THelping you to understand your retirement options
A defined benefit pension is a type of pension scheme that provides a guaranteed
income for life based on a formula that takes into account your salary and length
of service. In other words, the amount you receive in retirement is predetermined
and not based on the performance of investments or the amount of money you
contribute to the pension plan.
In a defined benefit pension scheme, your employer takes on the investment risk
and is responsible for ensuring that there are sufficient funds to meet the
promised pension benefits. Contributions are made by both you and your employer,
but the employer is typically responsible for funding any shortfall in the pension
fund.
The amount of your pension benefit is calculated based on a formula that takes
into account factors such as your salary and years of service. For example, a
common formula might be 1/60th of your final salary for each year of service.
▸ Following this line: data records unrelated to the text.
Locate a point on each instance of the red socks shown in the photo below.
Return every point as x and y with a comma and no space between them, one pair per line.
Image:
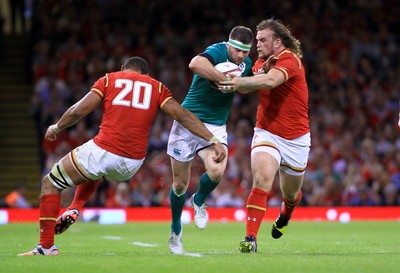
48,212
288,207
256,207
82,194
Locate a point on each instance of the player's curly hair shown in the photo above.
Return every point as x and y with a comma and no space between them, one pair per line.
137,63
282,32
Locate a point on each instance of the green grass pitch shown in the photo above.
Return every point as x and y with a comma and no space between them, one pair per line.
142,247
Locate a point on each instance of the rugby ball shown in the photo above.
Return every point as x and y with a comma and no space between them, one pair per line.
229,68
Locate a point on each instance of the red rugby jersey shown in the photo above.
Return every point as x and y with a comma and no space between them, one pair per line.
283,110
130,104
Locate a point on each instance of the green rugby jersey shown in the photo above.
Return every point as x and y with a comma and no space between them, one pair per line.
207,103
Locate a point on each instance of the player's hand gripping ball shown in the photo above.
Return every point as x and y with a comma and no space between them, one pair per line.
227,68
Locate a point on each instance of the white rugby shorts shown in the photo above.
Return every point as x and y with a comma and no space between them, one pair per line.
183,145
94,163
292,155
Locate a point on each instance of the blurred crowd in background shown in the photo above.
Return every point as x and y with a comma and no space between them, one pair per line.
352,58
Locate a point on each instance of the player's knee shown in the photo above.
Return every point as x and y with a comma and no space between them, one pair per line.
215,172
47,187
179,188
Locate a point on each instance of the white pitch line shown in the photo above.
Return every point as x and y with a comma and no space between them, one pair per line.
112,237
193,254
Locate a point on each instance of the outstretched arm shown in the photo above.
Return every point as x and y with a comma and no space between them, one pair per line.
271,78
76,112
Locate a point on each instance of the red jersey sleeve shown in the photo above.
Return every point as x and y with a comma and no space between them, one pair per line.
283,110
130,104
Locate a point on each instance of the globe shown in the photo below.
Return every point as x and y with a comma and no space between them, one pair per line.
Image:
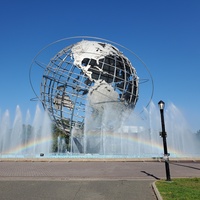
87,74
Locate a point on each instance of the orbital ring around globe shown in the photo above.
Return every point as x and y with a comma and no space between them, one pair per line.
84,73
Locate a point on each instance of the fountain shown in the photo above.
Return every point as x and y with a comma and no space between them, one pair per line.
136,137
25,140
90,89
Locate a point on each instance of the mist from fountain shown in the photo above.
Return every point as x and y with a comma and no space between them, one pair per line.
25,139
138,135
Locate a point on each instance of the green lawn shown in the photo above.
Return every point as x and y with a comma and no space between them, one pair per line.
180,189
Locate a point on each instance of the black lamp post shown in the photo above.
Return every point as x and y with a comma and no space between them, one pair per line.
163,134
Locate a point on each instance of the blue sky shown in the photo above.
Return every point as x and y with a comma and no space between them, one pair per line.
165,34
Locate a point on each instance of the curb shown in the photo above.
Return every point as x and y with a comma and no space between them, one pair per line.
156,192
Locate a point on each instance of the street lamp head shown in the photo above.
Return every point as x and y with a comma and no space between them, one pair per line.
161,104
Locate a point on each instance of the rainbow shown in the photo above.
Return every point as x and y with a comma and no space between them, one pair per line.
133,139
30,144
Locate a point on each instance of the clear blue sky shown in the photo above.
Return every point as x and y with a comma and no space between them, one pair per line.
165,34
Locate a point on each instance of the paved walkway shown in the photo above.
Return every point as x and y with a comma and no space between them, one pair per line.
86,180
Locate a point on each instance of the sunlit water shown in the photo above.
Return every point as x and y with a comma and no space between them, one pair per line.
134,136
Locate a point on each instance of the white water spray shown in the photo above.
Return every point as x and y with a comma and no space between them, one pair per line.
25,139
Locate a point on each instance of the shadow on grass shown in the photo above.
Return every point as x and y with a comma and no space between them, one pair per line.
182,165
150,175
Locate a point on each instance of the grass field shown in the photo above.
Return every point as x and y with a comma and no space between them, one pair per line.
180,189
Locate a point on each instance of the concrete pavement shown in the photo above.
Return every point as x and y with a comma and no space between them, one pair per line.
86,180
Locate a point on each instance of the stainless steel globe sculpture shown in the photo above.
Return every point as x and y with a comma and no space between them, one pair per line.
87,71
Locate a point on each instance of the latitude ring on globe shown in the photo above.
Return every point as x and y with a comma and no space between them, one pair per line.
91,72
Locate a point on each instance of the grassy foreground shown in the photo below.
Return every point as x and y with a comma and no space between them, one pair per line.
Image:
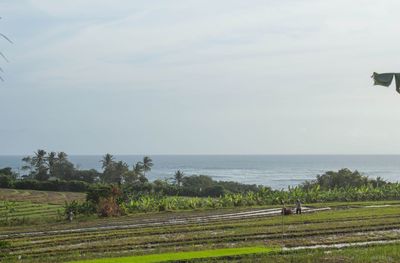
371,254
224,235
213,253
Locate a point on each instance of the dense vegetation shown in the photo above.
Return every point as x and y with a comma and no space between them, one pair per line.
54,172
119,189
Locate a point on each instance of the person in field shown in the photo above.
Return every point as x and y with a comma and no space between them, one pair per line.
298,207
285,211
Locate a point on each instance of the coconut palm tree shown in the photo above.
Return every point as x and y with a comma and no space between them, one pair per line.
178,176
51,160
146,165
39,162
107,161
62,157
1,54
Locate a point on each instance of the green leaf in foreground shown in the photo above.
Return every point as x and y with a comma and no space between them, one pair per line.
224,252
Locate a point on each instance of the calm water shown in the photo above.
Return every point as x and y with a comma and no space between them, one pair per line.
277,171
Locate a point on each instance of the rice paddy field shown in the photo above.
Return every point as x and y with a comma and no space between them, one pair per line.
330,232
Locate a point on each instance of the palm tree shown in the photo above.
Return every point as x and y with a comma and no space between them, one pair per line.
28,164
39,162
62,157
51,160
39,159
107,161
146,165
138,169
178,177
1,54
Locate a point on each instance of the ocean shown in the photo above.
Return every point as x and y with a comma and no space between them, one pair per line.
276,171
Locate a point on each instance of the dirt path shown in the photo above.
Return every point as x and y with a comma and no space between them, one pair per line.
172,221
343,245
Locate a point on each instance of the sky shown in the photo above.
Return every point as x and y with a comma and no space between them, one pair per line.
199,77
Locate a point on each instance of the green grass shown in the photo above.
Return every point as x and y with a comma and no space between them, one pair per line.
213,253
370,254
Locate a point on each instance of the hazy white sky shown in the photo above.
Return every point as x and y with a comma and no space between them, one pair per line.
191,77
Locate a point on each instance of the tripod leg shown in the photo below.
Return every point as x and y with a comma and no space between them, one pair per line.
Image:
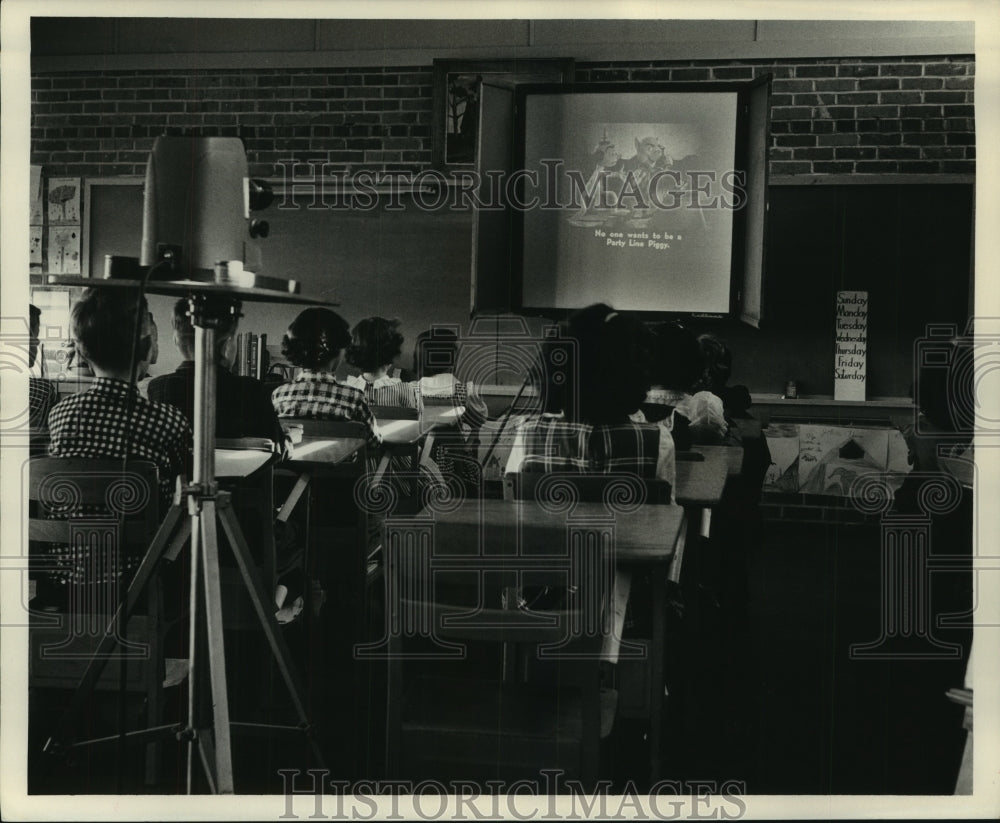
259,598
216,649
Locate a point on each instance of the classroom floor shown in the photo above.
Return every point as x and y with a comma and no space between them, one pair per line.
762,690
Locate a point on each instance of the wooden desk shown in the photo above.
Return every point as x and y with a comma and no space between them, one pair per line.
732,456
650,538
700,482
407,432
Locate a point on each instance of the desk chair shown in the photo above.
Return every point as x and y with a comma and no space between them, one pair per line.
640,683
252,499
325,483
450,712
123,517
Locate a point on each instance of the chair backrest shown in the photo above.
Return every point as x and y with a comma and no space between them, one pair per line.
394,412
64,489
313,427
107,516
452,593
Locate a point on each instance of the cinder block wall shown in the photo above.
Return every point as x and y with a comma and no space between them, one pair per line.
829,116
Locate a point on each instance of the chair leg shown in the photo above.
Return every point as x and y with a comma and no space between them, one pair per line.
154,678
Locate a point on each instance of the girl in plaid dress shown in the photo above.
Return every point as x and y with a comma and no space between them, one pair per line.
316,342
375,345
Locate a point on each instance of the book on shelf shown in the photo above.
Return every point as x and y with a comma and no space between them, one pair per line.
251,355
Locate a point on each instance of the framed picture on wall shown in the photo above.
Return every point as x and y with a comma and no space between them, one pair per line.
456,89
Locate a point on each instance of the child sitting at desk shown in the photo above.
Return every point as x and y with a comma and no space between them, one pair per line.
111,419
316,341
375,345
586,426
676,366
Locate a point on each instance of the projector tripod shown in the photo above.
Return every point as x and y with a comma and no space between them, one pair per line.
208,733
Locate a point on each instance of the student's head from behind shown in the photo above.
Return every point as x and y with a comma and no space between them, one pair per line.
316,339
676,359
435,352
375,344
611,375
225,334
103,322
718,361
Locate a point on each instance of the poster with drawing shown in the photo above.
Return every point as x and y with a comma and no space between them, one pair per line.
64,200
64,250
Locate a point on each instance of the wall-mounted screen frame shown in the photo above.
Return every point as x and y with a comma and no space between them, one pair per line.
639,195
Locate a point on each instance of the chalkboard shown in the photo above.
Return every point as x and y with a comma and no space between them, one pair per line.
112,220
908,245
409,262
395,260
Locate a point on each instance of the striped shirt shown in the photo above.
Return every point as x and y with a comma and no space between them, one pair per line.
442,388
387,391
319,395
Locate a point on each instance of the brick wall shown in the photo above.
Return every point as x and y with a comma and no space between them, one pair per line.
849,115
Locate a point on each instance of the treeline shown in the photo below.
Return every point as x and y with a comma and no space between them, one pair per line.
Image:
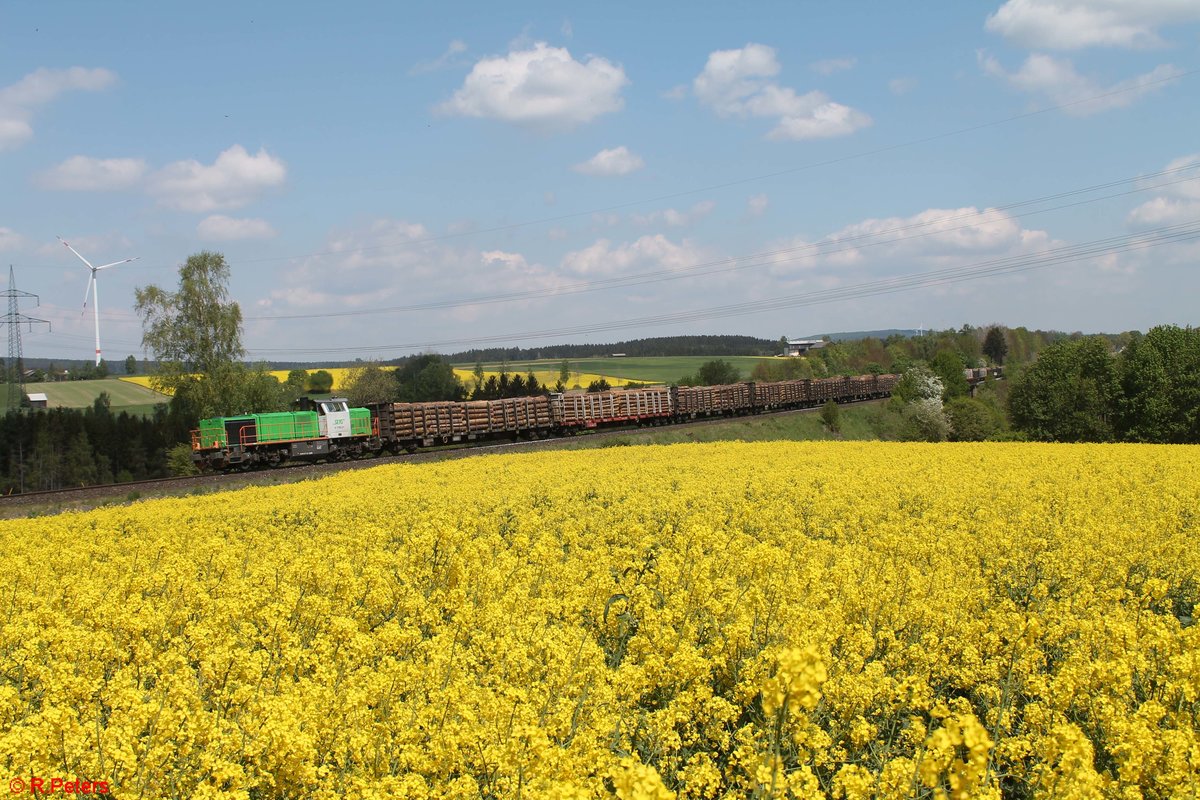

So, if you had 30 years of service and a final salary of £50,000, your annual
pension benefit would be £25,000 (30/60 x £50,000).
When you retire, you can choose to receive your pension benefits either as a
regular income or as a lump sum. The amount of your pension benefit is usually
adjusted each year to account for inflation, so you are protected against rising
prices in retirement.
Overall, a defined benefit pension provides greater certainty and security than
a defined contribution pension, as your retirement income is guaranteed regardless
of market performance. However, they are becoming increasingly rare and are
mostly offered to public sector employees.